Get hands-on experience using Torchdrug to build machine learning models for drug discovery

Session outline:

  • Motivation & Inspiration of TorchDrug
  • Basic usage of TorchDrug
  • Hands on tutorials on writing Torchdrug codes for several drugdiscovery tasks
    • Property Prediction
    • Pretraining & Finetuning
    • Graph Generation and Synthesis Planning
    • Biomedical knowledge graph reasoning
  • Closing remarks

Format

  • The tutorial will be interactive.
  • Speakers will cover the basic usage of TorchDrug as well as the example codes for several drug discovery tasks using Google Colab.
  • Participants will be asked to answer some simple questions in Google Colab and write toy codes to solve some questions using the API of TorchDrug.
  • Participants can report the bugs and unexpected results they meet in the Google Colab and we will help them fix the issues.

Level

Intermediate - Advanced

Prerequisite Knowledge

  • Basic machine learning knowledge
  • Google Colab will be used

You need an access pass to attend this session: Diversity Access Pass or Full Access Pass apply

02 December 2021, 06:00 PM

06:00 PM - 08:00 PM

About The Speakers

Zhaocheng Zhu

Zhaocheng Zhu

Researcher, Mila | Université de Montréal

Zhaocheng Zhu is the lead developer and a maintainer of TorchDrug.

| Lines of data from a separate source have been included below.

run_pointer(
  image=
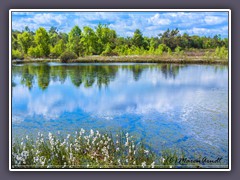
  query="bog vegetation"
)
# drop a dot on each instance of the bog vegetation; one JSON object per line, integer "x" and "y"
{"x": 104, "y": 41}
{"x": 92, "y": 149}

His research mainly focuses on algorithms and systems for large-scale knowledge graphs, as well as applications of knowledge graphs in drug discovery.


Chence Shi

Chence Shi

Researcher, Mila | Université de Montréal

Chence Shi is a developer and maintainer of TorchDrug. His research interests lie at the intersection of generative models, geometric deep learning, graph representation learning, and drug discovery.


Zuobai Zhang

Zuobai Zhang

Researcher, Mila | Université de Montréal

Zuobai Zhang is a developer and maintainer of TorchDrug. His research interest includes graph representation learning and its application on drug discovery.